Sergei Didukh is 19 years old. In 2001 he received a terrifying diagnosis: Ewing’s sarcoma of the lower third in his right thigh bone. He was treated in the oncology unit of the Russian’s Clinical Hospital in Moscow. In 2002, the treatment was completed but for 8 more years Sergei was regaining function in his leg. He underwent 15 surgeries: heart surgery, plastic surgery, and installation of endoprosthesis (bone replacement) among them. It seemed the terrible disease had been forgotten. Sergei left behind suffering from chemotherapy, multiple operations, anesthesia, and therapy with Elizarov’s device. But bad fortune had a “gift” for Sergei for his 18th birthday: a metastasis in his left shoulder bone. All Sergei’s dreams collapsed: he had to postpone college plans and forget about his favorite hobby, playing a guitar. He started treatment again; this time, at Petrov’s Oncology Research Center in St. Petersburg.

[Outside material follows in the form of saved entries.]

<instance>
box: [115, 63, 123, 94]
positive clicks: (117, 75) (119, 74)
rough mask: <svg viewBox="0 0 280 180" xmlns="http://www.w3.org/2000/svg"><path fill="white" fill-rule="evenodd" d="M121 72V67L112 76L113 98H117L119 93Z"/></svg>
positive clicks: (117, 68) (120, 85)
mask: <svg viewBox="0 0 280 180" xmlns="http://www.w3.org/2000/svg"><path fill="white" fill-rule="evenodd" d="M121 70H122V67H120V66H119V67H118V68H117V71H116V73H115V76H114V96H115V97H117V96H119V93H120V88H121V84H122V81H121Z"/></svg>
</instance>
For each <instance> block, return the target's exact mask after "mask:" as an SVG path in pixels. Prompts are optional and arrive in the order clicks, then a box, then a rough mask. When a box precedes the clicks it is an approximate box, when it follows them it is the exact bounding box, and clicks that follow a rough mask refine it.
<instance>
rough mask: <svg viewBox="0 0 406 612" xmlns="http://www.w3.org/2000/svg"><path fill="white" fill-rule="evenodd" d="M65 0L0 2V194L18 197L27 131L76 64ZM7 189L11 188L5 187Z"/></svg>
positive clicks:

Since July 2009 the doctors have been fighting for Sergei’s life, but the tumor has not retreated yet. On May 27, 2010, Sergei’s arm was amputated. And just one month later we received sad news: endoprosthesis installed in2002 was rejected by his body and doctors had to amputate his leg. Fortunately, Sergei already recovered after the surgery and feels rather well. But now, Sergei needs two prosthetic limbs and a wheelchair to be able to move and take the trip to Moscow for initial consultation with a German prosthetic company, Otto Bock. Prostheses cost from 18,000 euros to 30,000 euros each.

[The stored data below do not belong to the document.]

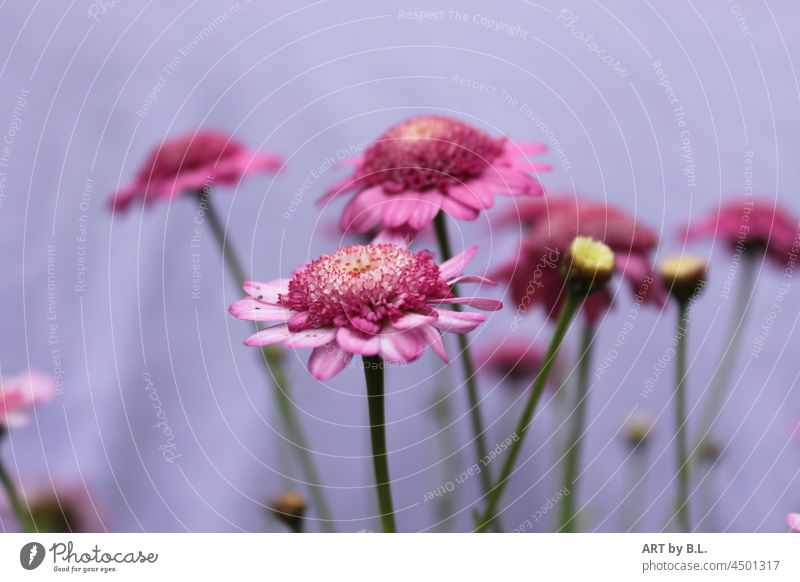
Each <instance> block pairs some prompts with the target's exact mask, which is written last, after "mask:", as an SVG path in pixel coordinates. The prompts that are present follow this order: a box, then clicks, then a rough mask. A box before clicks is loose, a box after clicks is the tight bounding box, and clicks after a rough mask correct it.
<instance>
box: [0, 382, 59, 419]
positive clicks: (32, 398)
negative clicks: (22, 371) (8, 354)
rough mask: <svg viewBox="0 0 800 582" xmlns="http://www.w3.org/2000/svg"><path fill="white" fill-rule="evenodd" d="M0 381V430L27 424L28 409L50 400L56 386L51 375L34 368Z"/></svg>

Sergei and his mother live in a small northern settlement and have no one to support them: Sergei’s father has been absent from his live for 14 years now. Serge’s mother cannot keep a permanent job due to constant trips for treatment. Sergei and his mother are asking for your support. Please support Sergei and help him return to normal life!
July 21, 2010: Thanks to the anonymous donor, the wheelchair was bought and Sergey and his mother traveled to Moscow where they are now waiting for their appointment for initial consultation with Otto Bock.